The circle area formulas calculate the space enclosed by a circle or a portion of it — covering the full circle, semicircle, sector, ring, and segment.

Quick Reference:

Full circle: $A = \pi r^2$ Semicircle: $A = \dfrac{\pi r^2}{2}$

Sector (angle in degrees): $A = \dfrac{\theta}{360} \times \pi r^2$

Sector (angle in radians): $A = \dfrac{1}{2}r^2\theta$ Ring /

Annulus: $A = \pi(R^2 - r^2)$ Segment: $A = \dfrac{r^2}{2}(\theta - \sin\theta)$ (angle in radians)

Constant: $\pi \approx 3.14159$

Used in: Geometry, mensuration, engineering, Class 10 board exams

1. Area of a Circle

The area of a full circle with radius $r$ is:

$$A = \pi r^2$$

This formula measures the total flat space enclosed inside the circle's boundary. It follows from the integral of concentric rings of width $dr$ from 0 to $r$, or from the limit of inscribed polygons.

2. Area of a Semicircle

A semicircle is exactly half a circle. Its area is:

$$A = \frac{\pi r^2}{2}$$

The perimeter of a semicircle (the full boundary, including the diameter) is $\pi r + 2r = r(\pi + 2)$.

3. Area of a Sector

A sector is a "pizza slice" — the region between two radii and the arc they subtend.

When angle $\theta$ is in degrees: $$A = \frac{\theta}{360} \times \pi r^2$$

When angle $\theta$ is in radians: $$A = \frac{1}{2}r^2\theta$$

The two forms are equivalent: substituting $\theta_{\text{rad}} = \frac{\theta_{\text{deg}} \times \pi}{180}$ converts between them.

4. Area of a Ring (annulus)

A ring (annulus) is the region between two concentric circles with radii $R$ (outer) and $r$ (inner), where $R > r$:

$$A = \pi R^2 - \pi r^2 = \pi(R^2 - r^2)$$

This formula also factors as $\pi(R + r)(R - r)$ — useful when the sum and difference of the radii are given directly.

5. Area of a Circular Segment

A segment is the region between a chord and the arc it cuts off.

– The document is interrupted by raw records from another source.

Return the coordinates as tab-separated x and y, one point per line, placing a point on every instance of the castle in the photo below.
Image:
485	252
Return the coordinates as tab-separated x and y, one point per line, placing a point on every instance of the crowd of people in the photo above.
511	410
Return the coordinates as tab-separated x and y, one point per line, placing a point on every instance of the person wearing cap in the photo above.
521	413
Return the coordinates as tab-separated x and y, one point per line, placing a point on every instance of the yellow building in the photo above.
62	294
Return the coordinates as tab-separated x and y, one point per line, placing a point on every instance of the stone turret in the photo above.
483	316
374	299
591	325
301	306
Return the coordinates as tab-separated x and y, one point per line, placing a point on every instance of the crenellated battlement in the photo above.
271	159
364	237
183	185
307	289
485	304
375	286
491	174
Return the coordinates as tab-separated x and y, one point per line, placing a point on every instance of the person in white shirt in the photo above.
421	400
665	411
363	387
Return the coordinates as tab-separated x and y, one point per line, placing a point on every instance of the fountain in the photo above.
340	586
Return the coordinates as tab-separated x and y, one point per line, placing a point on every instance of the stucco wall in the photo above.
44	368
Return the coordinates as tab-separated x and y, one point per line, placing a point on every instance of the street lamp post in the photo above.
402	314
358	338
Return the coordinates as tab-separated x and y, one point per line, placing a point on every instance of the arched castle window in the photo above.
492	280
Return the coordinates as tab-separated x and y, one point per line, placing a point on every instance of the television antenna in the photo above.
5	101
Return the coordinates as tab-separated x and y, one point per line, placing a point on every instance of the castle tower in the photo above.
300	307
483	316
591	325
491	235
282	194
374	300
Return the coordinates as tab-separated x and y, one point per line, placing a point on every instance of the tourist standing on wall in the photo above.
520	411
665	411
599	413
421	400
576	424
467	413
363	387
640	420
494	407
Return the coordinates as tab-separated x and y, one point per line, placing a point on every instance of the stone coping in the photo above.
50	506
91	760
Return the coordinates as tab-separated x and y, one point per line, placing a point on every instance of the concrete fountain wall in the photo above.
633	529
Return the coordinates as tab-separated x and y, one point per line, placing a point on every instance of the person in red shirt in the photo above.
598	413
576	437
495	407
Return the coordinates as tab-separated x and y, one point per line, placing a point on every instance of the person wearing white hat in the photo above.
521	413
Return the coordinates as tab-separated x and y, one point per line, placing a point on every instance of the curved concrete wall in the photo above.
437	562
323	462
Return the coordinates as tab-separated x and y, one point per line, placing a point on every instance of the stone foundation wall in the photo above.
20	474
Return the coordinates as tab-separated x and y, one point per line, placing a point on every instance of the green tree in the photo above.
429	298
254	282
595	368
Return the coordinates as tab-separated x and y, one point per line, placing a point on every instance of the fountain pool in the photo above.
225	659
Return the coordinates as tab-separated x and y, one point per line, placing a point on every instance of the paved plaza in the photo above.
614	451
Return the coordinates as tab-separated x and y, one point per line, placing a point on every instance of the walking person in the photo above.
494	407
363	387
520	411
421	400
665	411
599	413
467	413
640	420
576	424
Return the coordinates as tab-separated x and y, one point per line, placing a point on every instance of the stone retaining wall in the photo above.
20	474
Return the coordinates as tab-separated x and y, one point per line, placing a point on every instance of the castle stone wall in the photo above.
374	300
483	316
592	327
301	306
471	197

For a central angle $\theta$ (in radians) and radius $r$:

$$A = \frac{r^2}{2}(\theta - \sin\theta)$$

The segment area equals the sector area minus the triangle area formed by the two radii and the chord.

Variable Key

Worked Examples of Circle

Example 1: Area of a circle

Find the area of a circle with radius 7 cm. (Use $\pi = \frac{22}{7}$.)

$$A = \pi r^2 = \frac{22}{7} \times 7^2 = \frac{22}{7} \times 49 = 22 \times 7 = 154 \text{ cm}^2$$

Final answer: 154 cm²

Example 2: Area of a sector

A sector has radius 6 cm and central angle 60°.

$$A = \frac{60}{360} \times \pi \times 6^2 = \frac{1}{6} \times \pi \times 36 = 6\pi \approx 18.85 \text{ cm}^2$$

Final answer: $6\pi \approx 18.85$ cm²

Example 3: Area of a ring

A ring has outer radius 10 cm and inner radius 6 cm.

$$A = \pi(R^2 - r^2) = \pi(100 - 36) = 64\pi \approx 201.06 \text{ cm}^2$$

Final answer: $64\pi \approx 201.06$ cm²

Origin

The area formula $A = \pi r^2$ was rigorously proved by Archimedes of Syracuse (c. 287–212 BCE) in Measurement of a Circle, showing that the area of a circle equals that of a right triangle with legs equal to the circumference and the radius. His method of exhaustion — approximating the circle with inscribed and circumscribed polygons — was a precursor to integral calculus by nearly 2,000 years.

Common Confusions With Circle Area Formulas

The area formula uses radius squared ($r^2$), not diameter squared. Using diameter in place of radius gives four times the correct area. Always halve the diameter before substituting.

Area is in square units (cm², m²); circumference is in plain units (cm, m). A common exam error is writing the area with a non-squared unit.

The sector formula requires the angle to be in the correct form. The degree formula uses $\frac{\theta}{360}$; the radian formula uses $\frac{1}{2}r^2\theta$. Mixing the two forms without converting gives a wrong answer.